AK Parti hükümetinin "kanun hükmünde kararname" ile kapsamını genişlettiği "azınlıklara ait vakıf malları" düzenlemesi, 1936 Beyannamesi'nde yer aldığı halde azınlıkların elinden alınan mülklerin iadesini gerçekleştirecek. Süreç 2002'de başlamıştı. Avrupa Birliği (AB) uyum yasaları çerçevesinde, 1936 Beyannamesi dayanak yapılarak malları 'gasp edilen' azınlıklara, yeni mülk edinme hakkı iade edilmişti. 2003 ve 2008'de de bu 'gasp edilen' mülklerin iadesi için adımlar atılmıştı, ancak önce Hazine'ye devredilip ardından üçüncü kişilere satılan mülklerle ilgili iade uygulaması "jest" kapsamında. Devlet açısından bakıldığında, durum "hakkın iadesi" oluyor. Ancak tartışılsa da, azınlıklar açısından, iktidardan gelen ciddi bir "jest" bu. Neden böyle olduğunu anlamanın bir yolu Islahat Fermanı'ndan bu yana bu topraklarda yaşayan gayrimüslimlerin başlarından geçen hikâyeye bakmaktan geçiyor...

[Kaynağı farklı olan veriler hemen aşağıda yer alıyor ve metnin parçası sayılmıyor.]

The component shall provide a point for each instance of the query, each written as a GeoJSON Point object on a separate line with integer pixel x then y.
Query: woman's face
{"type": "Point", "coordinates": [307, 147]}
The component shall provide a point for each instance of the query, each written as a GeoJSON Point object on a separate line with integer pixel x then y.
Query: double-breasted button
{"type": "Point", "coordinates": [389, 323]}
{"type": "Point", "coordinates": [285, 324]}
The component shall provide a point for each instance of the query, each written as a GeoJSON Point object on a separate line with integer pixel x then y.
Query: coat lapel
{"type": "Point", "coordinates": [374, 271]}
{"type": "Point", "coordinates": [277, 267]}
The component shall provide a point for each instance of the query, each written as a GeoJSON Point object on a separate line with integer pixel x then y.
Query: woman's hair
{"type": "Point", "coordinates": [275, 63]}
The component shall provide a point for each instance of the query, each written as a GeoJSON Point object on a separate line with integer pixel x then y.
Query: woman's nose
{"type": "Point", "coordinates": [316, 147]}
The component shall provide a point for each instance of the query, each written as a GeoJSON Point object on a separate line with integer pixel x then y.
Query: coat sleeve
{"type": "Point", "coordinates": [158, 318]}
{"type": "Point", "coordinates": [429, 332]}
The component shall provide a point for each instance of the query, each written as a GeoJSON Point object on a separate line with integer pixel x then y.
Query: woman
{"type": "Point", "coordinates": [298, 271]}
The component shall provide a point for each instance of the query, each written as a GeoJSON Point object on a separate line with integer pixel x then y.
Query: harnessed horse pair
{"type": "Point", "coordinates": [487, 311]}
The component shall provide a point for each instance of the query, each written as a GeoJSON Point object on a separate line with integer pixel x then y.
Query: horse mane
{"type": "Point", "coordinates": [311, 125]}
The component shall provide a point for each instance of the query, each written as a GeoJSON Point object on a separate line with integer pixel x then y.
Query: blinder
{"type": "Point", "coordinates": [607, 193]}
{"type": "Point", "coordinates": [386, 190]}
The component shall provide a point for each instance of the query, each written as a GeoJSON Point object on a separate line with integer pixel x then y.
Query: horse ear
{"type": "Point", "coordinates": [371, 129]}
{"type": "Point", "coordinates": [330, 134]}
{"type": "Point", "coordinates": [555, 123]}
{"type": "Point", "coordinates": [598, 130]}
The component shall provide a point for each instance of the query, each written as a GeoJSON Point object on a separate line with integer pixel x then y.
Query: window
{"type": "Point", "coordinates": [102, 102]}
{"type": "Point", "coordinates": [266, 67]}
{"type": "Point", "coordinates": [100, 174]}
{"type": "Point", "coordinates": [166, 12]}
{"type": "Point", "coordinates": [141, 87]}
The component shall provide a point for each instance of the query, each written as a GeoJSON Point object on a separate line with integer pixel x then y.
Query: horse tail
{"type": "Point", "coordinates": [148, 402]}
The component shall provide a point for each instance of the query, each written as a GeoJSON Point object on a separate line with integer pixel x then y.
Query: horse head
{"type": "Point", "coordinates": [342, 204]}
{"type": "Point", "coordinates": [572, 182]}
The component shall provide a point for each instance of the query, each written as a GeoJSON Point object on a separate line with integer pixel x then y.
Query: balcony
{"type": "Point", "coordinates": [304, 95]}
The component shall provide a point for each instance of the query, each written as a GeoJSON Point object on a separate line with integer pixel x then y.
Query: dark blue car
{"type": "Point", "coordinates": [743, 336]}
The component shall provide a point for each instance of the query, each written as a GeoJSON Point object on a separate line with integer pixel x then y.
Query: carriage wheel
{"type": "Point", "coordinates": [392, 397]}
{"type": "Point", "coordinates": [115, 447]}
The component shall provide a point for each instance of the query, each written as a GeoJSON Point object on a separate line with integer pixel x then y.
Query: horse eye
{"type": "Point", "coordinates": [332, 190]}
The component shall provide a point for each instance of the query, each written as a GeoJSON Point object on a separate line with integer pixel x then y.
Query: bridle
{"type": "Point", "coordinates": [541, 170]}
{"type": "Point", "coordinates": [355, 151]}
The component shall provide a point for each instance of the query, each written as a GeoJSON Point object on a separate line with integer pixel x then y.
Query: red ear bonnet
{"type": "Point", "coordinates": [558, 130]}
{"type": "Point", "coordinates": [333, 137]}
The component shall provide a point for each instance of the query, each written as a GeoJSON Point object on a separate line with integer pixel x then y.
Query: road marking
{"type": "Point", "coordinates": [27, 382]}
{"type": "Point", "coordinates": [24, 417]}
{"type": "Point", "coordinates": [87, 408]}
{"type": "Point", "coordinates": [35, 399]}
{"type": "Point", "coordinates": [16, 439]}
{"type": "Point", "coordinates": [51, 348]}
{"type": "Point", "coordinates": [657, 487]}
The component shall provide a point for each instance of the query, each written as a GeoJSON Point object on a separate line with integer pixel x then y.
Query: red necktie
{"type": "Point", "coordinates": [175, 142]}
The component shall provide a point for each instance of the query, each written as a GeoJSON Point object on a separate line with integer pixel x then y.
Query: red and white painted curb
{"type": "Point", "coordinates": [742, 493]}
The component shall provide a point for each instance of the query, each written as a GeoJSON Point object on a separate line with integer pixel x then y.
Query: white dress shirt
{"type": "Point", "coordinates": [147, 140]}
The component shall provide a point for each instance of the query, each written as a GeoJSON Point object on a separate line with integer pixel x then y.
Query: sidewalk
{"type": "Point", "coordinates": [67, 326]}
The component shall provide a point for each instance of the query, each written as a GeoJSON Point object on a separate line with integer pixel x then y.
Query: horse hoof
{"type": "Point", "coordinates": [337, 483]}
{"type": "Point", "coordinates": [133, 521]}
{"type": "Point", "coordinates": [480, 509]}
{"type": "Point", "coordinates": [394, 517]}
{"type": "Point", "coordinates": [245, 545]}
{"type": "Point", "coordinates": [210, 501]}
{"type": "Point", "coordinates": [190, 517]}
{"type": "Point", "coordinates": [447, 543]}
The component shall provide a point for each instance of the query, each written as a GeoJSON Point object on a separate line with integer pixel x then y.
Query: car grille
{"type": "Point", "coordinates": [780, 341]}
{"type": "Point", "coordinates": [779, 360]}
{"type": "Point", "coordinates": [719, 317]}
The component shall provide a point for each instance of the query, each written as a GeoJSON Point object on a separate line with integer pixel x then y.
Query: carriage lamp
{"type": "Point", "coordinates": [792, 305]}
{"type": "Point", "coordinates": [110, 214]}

1915'ten bugüne Ermeni tehciri
19. asırda Avrupa'nın içlerinden başlayıp Balkanlara uzanan 'uluslaşma' heyecanı, çok-uluslu Osmanlı Devleti'ni krizlerle karşı karşıya bırakacaktı. 1912'deki Balkan Savaşları'na da sebep olan kopuşlar, o bölgede Türk-Müslüman nüfusu azınlık haline getirdi. Osmanlı'da milliyetçi akımlar güçlendikçe, önceleri "tebaa" statüsü içinde padişah fermanlarıyla ve sonrasında Islahat Fermanı'yla uluslararası hukuk eliyle koruma altında olan azınlıkları da "potansiyel tehdit" durumuna düşürdü. Özellikle İttihat ve Terakki'nin (İTC) azınlıklara yaklaşımları, "Avrupalı devletlerin Truva atı" mantığı ile ifade ediliyordu. Bu görüşler, ilk olarak 1915'i netice verdi. İTC iktidarı, "tehcir kanunu" ile İstanbul başta olmak üzere Anadolu'daki Ermenileri Doğu'ya gönderdi. "Emvali Metruke İdare Komisyonları" eliyle, sürgün edilenlerin mülkleri devletleştirildi. 1920'de bunların iadesi kararlaştırıldıysa da, 1923'te "tasfiye kanunu" güncelleştirildi.
Türk-Yunan mübadelesi
Azınlık problemi, uluslararası hukuk çerçevesinde Lozan'da yeniden ele alındı. 1923'te azınlıkların tanımı "gayrimüslimler" olarak saptanırken, "eşit vatandaşlık" statüsü tanınacağı taahhüt edildi. Lozan'ın ek protokolü olarak düzenlenen "Türkiye-Yunanistan nüfus mübadelesi" azınlık sorununun çözüme kavuşmadığını gösterdi. Buna göre Türkiye'de yaşayan Ortodoks Hıristiyanlar (zaten bir kısmı 1922'de göçmeye başlamıştı) Yunanistan'a gönderilecek, oradaki Türk nüfus da Türkiye'ye dönecekti. Ayrım, din üzerinden yapıldığı için Yunanca bilmeyen Hıristiyanlar ve Türkçe bilmeyen Müslümanlar mübadelede hem yurtlarını, hem de dillerini kaybetmiş oldu. Bu karşılıklı göç, her iki ülke ekonomisini de 20 yıl süren bir etkiye maruz bırakırken, İstanbullu Rumları ve Balkan Türklerini, ilerleyen yıllarda başka problemlerle karşı karşıya bıraktı.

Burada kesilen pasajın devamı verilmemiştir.